From artisanal curation to an AI-assisted pipeline
IWAC began as an artisanal operation: careful digitisation and meticulous tagging of people, places, events, and topics. That labour produced reliable material but revealed a limit. With only brief support in 2023 (Berlin Senate funding) and otherwise a single-researcher effort, the project shifted to AI-assisted workflows to sustain expansion and to prototype reusable methods.
What AI enables—and where it fails
Python pipelines integrating LLMs now:
- improve OCR, including complex newspaper layouts;
- enhance named entity recognition (NER) for downstream analyses;
- accelerate ingestion and make under-resourced archives more accessible.
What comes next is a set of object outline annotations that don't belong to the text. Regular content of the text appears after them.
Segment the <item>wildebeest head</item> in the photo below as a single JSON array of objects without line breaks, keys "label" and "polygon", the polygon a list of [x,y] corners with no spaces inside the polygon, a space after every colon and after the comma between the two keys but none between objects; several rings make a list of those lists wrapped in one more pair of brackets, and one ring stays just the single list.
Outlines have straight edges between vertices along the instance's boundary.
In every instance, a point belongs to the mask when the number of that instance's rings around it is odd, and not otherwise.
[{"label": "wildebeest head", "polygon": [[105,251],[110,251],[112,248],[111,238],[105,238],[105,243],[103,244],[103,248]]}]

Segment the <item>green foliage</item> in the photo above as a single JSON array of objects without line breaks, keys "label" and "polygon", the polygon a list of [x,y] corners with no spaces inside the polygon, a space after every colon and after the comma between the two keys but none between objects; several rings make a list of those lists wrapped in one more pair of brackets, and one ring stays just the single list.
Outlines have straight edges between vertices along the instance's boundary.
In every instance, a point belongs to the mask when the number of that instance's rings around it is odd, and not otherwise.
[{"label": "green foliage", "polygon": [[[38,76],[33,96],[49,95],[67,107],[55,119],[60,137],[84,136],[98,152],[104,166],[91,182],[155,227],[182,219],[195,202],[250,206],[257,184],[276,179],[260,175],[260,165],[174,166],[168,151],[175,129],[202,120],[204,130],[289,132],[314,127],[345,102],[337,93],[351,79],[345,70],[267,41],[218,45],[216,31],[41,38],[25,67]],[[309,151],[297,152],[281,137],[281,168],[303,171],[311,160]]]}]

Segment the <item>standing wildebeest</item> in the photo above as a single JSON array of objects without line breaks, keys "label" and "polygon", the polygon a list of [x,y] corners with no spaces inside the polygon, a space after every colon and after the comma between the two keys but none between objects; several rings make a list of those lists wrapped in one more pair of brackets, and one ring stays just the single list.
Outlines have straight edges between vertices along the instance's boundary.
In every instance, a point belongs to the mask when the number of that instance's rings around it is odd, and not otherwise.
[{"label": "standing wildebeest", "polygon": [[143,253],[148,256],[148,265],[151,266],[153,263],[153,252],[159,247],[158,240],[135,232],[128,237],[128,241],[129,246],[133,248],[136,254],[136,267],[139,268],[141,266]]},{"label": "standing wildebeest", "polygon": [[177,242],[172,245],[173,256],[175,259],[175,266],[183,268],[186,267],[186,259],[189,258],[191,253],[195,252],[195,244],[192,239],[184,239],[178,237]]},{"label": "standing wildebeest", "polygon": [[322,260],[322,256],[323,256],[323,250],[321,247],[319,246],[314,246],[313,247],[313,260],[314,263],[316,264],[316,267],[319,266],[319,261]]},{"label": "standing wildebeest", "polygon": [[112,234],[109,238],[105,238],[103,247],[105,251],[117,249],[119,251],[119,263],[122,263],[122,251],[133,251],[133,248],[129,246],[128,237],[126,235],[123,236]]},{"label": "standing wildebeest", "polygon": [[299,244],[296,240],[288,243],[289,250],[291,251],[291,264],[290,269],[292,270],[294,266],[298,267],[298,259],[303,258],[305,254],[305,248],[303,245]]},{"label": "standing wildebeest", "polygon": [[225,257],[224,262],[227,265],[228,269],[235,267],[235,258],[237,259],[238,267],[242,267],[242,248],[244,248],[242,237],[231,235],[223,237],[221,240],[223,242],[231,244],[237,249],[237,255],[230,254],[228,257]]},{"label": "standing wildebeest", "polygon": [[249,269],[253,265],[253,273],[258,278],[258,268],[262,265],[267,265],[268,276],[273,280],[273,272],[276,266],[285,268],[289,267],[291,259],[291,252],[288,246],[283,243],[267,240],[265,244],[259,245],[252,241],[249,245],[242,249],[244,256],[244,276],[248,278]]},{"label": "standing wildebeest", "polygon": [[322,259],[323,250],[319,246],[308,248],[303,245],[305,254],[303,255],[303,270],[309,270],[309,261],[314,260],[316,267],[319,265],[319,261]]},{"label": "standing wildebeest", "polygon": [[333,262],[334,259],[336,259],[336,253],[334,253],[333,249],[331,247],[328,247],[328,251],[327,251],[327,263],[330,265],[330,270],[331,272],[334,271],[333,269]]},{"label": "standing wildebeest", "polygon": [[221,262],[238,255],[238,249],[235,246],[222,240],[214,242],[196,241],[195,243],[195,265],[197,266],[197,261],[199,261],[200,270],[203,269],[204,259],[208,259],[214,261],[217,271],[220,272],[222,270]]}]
These gains come with risks: opaque corrections, hallucinations, and the standardisation of linguistic diversity that can erase historical orthography. More broadly, AI raises ethical, legal, and socio-technical concerns—bias, privacy, opacity—that demand accountable practice.
Operating principles
IWAC treats AI as a set of tools for solving specific problems, emphasising transparency, awareness of bias, and scholarly authority. The aim is pragmatic: to sustain growth, improve discoverability and share methods that others can reuse, all without surrendering critical source analysis. To ensure reproducibility and community scrutiny, all AI-enhanced pipelines (code and prompts) are freely available on GitHub.
Digital minimalism
IWAC recognises the tension between advocating AI and the environmental and ethical costs of computation. Guided by "minimal computing" and "digital sobriety", we prioritise lightweight, efficient, open-source models and right-sized pipelines. In under-resourced contexts—such as libraries without dedicated archivists or archives with large unprocessed holdings—targeted AI that makes invisible materials findable and usable can be the lesser cost. To enable scrutiny and reuse, we document methods and publish code and prompts on GitHub. Used judiciously, LLMs support exploratory analysis and low-friction interfaces while we monitor bias, opacity, privacy, and energy use.